Tchaikovsky's struggles with his identity as a gay man during a time when it was socially and politically unacceptable deeply impacted his work. This aspect of the composer's life is something that is still relevant today, especially during Pride Month, and it is also an issue that Russia continues to grapple with.

“I will talk at various venues around town, about the composer's life, a little bit about the music, but mostly about the composer's life, and how their music was impacted by what was happening in their life,” Moore said. “Tchaikovsky, there's so much that can be said about him. But I wanted to first listen to at the end of the day, the big thing with Tchaikovsky is that he was gay."

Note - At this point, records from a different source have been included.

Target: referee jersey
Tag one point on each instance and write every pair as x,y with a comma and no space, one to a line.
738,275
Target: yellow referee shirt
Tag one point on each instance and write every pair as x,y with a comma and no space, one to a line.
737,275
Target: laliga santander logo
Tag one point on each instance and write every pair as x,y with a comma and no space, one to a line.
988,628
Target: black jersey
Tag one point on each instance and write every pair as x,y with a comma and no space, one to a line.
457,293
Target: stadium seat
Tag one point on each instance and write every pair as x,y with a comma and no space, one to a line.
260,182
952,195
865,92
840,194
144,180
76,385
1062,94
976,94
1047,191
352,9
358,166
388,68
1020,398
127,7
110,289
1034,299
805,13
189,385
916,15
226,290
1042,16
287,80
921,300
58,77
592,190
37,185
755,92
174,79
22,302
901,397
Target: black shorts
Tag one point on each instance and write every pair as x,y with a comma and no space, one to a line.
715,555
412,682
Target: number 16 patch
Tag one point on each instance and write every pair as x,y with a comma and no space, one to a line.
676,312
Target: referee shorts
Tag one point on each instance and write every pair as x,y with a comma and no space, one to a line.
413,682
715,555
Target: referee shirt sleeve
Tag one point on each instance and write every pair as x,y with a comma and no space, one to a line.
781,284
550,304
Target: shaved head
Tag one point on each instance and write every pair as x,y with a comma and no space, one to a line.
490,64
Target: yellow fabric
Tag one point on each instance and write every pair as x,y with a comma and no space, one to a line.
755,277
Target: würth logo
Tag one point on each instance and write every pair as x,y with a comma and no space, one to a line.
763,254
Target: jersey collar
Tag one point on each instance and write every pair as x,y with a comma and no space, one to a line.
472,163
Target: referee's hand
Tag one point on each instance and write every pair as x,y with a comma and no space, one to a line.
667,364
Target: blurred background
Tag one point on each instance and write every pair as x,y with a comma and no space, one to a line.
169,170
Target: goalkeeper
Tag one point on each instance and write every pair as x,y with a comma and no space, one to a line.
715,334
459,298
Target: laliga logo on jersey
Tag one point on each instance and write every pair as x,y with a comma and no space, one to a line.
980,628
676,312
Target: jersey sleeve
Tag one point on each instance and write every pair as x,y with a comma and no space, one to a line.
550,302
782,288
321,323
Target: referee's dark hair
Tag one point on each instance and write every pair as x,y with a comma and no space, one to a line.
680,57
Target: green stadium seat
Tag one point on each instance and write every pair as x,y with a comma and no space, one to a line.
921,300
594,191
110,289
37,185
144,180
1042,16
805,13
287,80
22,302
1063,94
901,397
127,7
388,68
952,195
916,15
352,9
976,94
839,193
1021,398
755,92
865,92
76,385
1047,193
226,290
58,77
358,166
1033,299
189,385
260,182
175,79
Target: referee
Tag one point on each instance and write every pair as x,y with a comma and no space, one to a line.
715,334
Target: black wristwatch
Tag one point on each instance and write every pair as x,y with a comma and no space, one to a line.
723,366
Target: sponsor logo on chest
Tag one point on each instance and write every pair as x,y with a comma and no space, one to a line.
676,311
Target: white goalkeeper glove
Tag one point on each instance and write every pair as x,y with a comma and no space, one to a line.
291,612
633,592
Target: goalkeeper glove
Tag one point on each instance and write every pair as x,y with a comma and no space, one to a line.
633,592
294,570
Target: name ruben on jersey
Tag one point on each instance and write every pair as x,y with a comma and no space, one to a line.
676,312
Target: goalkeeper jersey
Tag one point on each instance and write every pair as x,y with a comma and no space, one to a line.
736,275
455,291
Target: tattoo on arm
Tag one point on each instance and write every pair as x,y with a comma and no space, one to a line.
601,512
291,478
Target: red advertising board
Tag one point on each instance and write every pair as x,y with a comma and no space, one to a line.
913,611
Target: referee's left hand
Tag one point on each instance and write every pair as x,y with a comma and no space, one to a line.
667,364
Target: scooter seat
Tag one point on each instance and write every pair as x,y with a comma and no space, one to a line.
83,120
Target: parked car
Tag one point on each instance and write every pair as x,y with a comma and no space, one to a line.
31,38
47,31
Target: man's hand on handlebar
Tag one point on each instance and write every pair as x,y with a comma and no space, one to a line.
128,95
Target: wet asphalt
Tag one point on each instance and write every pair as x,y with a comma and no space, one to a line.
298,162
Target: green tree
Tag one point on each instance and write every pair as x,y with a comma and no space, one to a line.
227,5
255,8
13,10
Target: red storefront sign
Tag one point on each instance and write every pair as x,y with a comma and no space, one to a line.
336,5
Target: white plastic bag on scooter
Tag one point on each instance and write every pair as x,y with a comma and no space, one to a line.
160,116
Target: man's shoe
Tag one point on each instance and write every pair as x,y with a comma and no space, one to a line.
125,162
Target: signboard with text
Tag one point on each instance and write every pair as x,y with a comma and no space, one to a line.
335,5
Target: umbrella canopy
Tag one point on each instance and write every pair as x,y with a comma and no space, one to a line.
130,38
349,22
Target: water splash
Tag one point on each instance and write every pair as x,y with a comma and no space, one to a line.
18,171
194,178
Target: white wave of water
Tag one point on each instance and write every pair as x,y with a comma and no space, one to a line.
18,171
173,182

Moore has meticulously curated a program that reflects Tchaikovsky's struggles and triumphs with the fantasy overture to Romeo and Juliet, a piece that Tchaikovsky revised multiple times, signifying his struggle for perfection. Moore sees this work as a reflection of Tchaikovsky's life, as it represents unrequited love and the impossibility of being with the one he desired.

Each performance sets out to offer a unique, immersive experience that resonates long after the final note is played. Tickets for the 2023/2024 Longmont Symphony Orchestra season, "Shoot for the Stars," will be available starting July 1st on their website.